Carlos Boozer Cannot Sleep
Every day in practice, Carlos. Every day.
(After the jump, an alternate interpretation from Miss Gossip, and some heartfelt words of want from a dear Ronnie Price fan.)
The Miss Gossip creation:
Arguably as good as the original.
A personal note of pre-assembled longing from a Kings fan who loves Ronnie Price: Every fan base has its own folk heroes, its unlikely superstars who are not understood by kids outside the city of garbage time glory. Ronnie Price, however slight in statistics, fits that judgment to the serif. Before this dunk, he was already befriended by the entire arena. Energetic, tough, humble. He had a great, goofy sequence with Slamson The Biblical Mascot on our Jumbotron.
This dunk came when Sacramento attitudes were reaching their flaccid worst. The Kings were losing their lead the night before Thanksgiving, watching the streaking Jazz push back into the game. Then, on a busted-ass play (a frequent feature in 06-07 at ARCO), Ronnie comes out of Yuba effing City to destroy All-Star Carlos. The place wouldn't shut up for five minutes, no exaggeration. The Kings went on to lose the game (and many more). Honestly, it's because Shareef went blind on that play. Play with M80s, get burnt.
The dunk became a microbe of Sacramento's greater ecology (as so many similar plays across the world do): brief brilliance on to the way to expansive malaise.
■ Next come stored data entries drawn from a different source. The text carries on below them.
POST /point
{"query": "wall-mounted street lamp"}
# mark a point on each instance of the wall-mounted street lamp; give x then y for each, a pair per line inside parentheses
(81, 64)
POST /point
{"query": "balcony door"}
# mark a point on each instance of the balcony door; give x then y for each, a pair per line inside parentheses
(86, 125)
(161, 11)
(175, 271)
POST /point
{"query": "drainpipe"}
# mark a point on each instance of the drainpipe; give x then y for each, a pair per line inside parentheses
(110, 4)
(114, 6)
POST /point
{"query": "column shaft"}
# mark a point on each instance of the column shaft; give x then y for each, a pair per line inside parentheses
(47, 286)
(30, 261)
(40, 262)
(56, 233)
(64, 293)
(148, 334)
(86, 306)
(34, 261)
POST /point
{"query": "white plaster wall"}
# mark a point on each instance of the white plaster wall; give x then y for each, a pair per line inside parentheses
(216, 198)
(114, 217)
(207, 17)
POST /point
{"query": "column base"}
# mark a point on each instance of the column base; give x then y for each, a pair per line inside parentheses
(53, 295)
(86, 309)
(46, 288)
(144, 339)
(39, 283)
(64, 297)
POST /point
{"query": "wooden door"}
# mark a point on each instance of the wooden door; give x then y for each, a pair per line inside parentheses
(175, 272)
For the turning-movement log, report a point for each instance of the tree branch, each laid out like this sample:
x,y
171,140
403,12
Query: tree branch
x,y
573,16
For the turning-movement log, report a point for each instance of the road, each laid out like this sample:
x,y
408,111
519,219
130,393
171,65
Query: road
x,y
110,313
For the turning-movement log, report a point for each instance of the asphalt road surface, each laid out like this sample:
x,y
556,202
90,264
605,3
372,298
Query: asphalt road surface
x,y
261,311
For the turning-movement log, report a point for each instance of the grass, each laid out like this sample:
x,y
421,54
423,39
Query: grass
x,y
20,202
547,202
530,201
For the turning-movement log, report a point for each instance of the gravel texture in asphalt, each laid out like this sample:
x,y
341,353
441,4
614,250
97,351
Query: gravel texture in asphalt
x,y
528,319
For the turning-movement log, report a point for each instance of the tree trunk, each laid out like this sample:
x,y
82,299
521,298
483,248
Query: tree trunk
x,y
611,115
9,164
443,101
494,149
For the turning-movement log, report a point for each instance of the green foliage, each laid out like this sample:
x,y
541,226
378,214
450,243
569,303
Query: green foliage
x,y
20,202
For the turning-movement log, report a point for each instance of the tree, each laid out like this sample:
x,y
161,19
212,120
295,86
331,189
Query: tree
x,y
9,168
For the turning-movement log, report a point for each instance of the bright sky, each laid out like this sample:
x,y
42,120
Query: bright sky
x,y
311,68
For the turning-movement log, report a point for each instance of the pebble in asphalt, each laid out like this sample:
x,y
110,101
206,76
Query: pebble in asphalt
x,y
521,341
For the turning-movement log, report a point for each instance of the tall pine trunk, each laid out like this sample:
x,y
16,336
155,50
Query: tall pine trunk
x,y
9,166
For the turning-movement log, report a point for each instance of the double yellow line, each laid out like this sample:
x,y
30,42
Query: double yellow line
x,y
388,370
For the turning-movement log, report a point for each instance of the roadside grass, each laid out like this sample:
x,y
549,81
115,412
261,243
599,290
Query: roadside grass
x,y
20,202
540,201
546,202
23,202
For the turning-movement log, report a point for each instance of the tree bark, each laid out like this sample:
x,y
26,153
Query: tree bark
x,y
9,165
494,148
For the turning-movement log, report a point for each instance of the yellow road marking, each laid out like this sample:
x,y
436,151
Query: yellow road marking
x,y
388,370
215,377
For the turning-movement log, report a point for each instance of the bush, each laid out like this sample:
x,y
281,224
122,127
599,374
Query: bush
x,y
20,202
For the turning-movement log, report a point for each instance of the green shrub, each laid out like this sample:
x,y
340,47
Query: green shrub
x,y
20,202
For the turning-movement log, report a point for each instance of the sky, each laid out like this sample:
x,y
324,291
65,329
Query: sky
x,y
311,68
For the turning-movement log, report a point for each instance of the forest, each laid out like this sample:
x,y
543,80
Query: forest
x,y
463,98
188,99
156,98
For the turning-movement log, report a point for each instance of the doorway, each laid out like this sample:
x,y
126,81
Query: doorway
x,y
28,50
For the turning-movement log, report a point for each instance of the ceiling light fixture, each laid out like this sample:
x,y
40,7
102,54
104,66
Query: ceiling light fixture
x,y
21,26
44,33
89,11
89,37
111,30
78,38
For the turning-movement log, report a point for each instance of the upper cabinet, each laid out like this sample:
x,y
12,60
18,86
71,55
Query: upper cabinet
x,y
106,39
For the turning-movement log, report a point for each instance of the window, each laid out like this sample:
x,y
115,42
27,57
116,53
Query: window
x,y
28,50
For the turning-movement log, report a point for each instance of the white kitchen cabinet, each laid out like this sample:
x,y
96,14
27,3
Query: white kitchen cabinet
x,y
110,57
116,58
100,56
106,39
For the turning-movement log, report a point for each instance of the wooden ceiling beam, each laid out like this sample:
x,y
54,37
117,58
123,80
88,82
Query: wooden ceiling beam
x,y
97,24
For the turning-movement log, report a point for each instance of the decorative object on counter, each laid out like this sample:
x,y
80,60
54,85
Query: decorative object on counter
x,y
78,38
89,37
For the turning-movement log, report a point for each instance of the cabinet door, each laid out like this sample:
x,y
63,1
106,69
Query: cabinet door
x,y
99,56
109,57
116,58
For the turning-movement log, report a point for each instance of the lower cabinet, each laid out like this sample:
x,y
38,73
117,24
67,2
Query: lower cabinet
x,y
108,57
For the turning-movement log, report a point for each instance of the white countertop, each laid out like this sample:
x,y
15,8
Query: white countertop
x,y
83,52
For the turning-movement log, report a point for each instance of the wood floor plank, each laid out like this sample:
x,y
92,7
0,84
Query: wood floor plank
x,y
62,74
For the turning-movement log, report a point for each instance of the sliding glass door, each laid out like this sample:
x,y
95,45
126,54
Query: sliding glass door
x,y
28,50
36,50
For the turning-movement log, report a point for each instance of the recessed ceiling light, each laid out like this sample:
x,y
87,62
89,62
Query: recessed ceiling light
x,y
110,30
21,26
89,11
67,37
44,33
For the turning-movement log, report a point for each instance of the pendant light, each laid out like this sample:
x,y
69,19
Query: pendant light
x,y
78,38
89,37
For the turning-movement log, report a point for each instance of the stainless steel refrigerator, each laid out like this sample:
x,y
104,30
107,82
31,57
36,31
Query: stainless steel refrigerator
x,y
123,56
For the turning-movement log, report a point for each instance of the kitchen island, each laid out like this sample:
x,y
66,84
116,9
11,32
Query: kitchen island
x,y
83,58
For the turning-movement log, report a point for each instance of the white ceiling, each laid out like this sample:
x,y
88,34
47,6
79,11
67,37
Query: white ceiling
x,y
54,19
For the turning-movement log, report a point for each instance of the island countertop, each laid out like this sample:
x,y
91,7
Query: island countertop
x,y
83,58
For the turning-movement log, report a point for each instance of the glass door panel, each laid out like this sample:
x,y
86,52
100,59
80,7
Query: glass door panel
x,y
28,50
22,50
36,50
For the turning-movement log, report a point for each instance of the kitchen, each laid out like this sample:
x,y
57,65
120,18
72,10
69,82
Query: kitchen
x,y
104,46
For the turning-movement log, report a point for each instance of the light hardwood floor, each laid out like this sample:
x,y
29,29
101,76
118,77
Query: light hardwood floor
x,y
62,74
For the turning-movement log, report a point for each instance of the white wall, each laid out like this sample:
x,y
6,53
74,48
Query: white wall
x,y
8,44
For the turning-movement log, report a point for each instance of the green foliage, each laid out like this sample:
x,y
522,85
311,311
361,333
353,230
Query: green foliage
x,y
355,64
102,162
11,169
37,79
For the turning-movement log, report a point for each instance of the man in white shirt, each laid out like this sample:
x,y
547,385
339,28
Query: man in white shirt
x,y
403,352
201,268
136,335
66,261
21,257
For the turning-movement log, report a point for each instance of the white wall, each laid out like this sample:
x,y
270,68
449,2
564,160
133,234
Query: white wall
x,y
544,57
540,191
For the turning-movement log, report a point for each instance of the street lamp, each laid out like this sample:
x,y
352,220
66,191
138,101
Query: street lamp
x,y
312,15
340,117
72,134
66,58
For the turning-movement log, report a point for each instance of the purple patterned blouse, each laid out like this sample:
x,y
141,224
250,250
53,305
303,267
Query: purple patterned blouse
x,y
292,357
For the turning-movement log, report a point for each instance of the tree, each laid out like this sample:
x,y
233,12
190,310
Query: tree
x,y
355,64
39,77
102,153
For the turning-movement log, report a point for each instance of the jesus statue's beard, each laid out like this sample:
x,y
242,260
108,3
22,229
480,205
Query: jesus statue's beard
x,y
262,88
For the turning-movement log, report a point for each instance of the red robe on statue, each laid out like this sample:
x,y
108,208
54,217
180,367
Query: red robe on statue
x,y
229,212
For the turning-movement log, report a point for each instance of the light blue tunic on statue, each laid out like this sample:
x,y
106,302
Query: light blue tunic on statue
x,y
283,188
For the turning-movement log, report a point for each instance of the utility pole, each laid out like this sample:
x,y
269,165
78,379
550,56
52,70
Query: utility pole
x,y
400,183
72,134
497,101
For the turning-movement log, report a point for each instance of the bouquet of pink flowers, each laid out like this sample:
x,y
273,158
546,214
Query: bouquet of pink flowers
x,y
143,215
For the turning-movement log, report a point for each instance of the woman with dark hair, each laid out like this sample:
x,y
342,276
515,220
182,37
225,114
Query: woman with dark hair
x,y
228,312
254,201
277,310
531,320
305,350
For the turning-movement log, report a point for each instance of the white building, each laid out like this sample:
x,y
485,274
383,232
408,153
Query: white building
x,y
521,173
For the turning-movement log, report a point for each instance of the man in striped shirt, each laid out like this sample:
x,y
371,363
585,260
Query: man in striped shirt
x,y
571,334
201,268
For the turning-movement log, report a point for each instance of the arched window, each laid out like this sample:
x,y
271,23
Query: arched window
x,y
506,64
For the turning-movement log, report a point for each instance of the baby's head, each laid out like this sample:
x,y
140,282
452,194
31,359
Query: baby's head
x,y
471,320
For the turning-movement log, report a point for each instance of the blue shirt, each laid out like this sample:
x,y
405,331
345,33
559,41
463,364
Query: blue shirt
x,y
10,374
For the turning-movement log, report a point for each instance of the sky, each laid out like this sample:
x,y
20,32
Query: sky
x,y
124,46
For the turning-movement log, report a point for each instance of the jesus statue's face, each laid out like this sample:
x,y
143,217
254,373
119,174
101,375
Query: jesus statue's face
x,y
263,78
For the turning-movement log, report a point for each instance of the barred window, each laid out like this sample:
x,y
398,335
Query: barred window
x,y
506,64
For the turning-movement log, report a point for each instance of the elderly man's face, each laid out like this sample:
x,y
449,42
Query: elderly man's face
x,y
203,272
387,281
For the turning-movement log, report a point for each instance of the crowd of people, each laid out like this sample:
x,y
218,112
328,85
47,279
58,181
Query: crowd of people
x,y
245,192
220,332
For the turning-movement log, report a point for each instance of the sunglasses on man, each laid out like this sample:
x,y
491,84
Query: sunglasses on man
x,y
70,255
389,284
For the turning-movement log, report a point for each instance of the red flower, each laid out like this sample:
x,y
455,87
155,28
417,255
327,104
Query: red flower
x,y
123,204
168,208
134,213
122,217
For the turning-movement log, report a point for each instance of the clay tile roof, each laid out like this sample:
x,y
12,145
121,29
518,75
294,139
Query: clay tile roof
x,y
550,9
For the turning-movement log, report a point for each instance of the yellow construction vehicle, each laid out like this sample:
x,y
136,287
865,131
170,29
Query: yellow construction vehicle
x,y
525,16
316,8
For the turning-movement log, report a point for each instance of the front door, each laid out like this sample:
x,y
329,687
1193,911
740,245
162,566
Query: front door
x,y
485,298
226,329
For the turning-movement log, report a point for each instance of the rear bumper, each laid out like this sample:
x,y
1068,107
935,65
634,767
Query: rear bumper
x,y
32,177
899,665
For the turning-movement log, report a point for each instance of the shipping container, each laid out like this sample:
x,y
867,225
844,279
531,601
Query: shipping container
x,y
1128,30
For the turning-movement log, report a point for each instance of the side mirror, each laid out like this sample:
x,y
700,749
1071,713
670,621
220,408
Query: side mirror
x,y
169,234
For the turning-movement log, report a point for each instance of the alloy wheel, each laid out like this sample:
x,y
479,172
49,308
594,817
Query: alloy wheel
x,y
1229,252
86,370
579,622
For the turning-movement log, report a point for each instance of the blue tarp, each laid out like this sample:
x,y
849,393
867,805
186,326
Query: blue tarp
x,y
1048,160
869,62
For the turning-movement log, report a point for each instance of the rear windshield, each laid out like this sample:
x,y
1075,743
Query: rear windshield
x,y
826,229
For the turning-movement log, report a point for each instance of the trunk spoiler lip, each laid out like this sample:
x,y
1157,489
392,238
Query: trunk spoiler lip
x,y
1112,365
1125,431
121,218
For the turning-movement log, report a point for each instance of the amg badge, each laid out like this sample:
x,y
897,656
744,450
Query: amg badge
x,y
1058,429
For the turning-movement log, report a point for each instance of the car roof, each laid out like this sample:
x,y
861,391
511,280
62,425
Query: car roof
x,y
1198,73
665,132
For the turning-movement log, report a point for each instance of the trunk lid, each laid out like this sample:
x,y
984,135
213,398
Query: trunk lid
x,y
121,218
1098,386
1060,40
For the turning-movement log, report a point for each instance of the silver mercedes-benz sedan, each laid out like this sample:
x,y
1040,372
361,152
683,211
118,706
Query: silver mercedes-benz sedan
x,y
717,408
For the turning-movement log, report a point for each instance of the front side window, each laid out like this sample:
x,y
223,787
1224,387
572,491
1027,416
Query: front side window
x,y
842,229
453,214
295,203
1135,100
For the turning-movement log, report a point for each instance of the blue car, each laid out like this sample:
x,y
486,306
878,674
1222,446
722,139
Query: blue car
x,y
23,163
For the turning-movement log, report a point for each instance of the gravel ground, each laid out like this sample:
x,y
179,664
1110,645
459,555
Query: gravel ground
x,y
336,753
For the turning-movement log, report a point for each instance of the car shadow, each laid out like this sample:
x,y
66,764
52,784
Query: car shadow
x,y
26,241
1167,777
But Price never fell into the malaise, while even other local cult stars did. Ronnie kept on banging, til a ridiculous block attempt on a fast break left him bloodied and beaten, and cinched his Sactown exit.
Now? Our pleasure will come in watching Ronnie Price beat Jason Hart's ass for minutes. Again. Long live Ronnie, here and there and everywhere.